Buds are forming on deciduous plants and bursting into blossom or leaf. Joy oh joy.
Can we plant veggie seeds and seedlings out now it’s spring?
The days are getting longer.
Yet the ground is still cold and wet, wet, wet here in Auckland.
Seeds sown outside take a long time to sprout [or rot or are eaten by insects].
Seedlings of flowers and veg which are planted out now will sit and wait for warmer soil to grow – so are tasty targets for slugs and snails etc. then we wonder why they haven’t grown.
Keep tomatoes and their relatives in a warm place until November before planting in the garden.
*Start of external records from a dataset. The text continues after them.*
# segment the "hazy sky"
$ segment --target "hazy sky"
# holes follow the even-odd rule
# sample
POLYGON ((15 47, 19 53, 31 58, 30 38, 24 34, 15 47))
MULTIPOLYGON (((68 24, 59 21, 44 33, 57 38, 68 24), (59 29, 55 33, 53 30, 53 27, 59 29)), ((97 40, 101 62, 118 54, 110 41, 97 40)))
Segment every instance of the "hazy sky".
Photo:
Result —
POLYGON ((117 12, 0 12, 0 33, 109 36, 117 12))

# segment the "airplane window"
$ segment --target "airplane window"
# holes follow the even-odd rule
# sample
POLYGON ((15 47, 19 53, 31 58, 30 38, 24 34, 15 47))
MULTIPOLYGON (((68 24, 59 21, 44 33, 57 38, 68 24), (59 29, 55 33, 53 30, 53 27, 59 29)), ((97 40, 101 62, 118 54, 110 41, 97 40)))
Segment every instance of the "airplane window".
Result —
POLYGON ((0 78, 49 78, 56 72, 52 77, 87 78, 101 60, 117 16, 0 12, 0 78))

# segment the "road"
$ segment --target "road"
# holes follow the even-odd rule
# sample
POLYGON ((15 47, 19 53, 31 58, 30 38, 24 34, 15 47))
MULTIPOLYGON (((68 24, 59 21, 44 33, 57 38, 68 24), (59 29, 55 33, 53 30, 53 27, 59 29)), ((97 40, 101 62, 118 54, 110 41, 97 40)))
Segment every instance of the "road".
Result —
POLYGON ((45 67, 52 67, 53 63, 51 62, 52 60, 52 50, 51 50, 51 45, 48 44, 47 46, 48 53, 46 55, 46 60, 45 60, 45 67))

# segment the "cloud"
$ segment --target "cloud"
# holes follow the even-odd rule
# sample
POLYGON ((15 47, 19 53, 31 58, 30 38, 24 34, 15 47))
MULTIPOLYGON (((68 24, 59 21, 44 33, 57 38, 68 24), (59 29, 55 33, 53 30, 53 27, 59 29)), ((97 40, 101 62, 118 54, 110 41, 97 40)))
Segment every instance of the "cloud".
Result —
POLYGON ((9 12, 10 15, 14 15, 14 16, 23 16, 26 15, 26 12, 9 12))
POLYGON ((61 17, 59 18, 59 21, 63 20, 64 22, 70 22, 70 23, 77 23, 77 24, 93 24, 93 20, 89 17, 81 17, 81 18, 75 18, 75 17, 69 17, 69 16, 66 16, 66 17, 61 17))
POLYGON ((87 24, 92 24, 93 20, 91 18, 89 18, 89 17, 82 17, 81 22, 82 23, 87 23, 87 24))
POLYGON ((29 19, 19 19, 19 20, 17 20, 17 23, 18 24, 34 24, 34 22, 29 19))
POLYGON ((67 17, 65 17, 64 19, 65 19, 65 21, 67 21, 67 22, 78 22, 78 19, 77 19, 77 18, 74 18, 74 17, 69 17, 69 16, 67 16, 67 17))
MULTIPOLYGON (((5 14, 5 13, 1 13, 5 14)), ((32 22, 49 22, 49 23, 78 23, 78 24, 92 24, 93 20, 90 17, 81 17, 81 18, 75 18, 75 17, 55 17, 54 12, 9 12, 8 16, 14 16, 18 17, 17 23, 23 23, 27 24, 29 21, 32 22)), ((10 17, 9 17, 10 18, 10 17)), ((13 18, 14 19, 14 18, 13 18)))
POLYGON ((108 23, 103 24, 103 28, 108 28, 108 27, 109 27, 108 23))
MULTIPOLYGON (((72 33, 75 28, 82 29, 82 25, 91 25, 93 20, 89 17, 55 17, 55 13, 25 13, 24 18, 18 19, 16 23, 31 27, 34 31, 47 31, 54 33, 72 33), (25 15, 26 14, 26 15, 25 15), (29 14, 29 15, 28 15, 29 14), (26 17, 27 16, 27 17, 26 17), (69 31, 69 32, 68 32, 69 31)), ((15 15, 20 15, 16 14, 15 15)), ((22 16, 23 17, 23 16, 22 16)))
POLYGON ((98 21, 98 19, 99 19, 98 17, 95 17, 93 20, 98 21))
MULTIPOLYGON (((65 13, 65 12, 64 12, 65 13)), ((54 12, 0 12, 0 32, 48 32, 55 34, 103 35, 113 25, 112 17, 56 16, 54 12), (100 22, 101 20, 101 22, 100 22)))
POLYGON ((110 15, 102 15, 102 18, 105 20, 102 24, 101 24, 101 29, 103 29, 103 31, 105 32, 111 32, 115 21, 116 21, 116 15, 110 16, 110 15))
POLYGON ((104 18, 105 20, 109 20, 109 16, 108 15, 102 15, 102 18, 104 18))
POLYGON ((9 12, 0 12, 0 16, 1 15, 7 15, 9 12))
The soil is way too cold for them to grow outside unprotected yet.
To have a successful planting delicate, tender seedlings need protection from:
- the heaps of slugs and snails which miraculously appear now. Keeping them away from delicious, tender new sprouting seedlings requires some effort.
- strong cold winds
- birds – especially black-birds which are nesting at present and determinedly scratch for worms scattering seeds and seedlings out of the soil in their efforts.
- any pets which can dig [or neighbourhood cats]
- possums and rats which can cause havoc if you have them around
What sort of protection?
These are my favorites: For veg, full plastic cover over hoops on raised beds with bird netting over the top and looped onto hooks on the wood to hold all in place in strong winds.
A protective surround. Cut down plastic bottles, one per seedling can work. I put a bird net over the lot as we have determined black-birds which up-root most such attempts. And hook tent-pegs or weed-mat pegs over the sides into the ground to stop the wind blowing them away.
A plastic bag cover over a frame with the plastic buried into the ground so there is no access [+ snail bait/deterrent for the determined ones].
A plastic tunnel cover [with covered ends too] +snail bait/deterrent
Any other inventive physical barrier!
And have patience – seedlings grow in warm soil – use your inner wrist or a thermometer – not your gloved hand – to feel if it’s warm enough for them to thrive.
May your spring garden bring you joy!
For more ideas about what to sow and when in NZ, have a look at http://gardenate.com
For more about planting by the moon phases,
If you like experiments about when to plant for best results, a great one is to plant the same seeds in rows right beside each other [so all other conditions are identical], and label the rows with the date of planting. Then sow seeds from 1 packet at weekly intervals, each week in a new row.
This way you can see how the recommendations for best/worst seed sowing outcomes from moon-planting guides work for you. Maybe they do, and maybe they don’t.
I enjoy experimenting with such ideas – and if only I can rescue the rows from the snails and black-birds, I might even get some results to share!
Here’s a post I wrote about planting by the moon phases if you like more information and reflections on it.
Moon planting guides remind me to plant SOMETHING, plan a little, and help me have a continuous supply!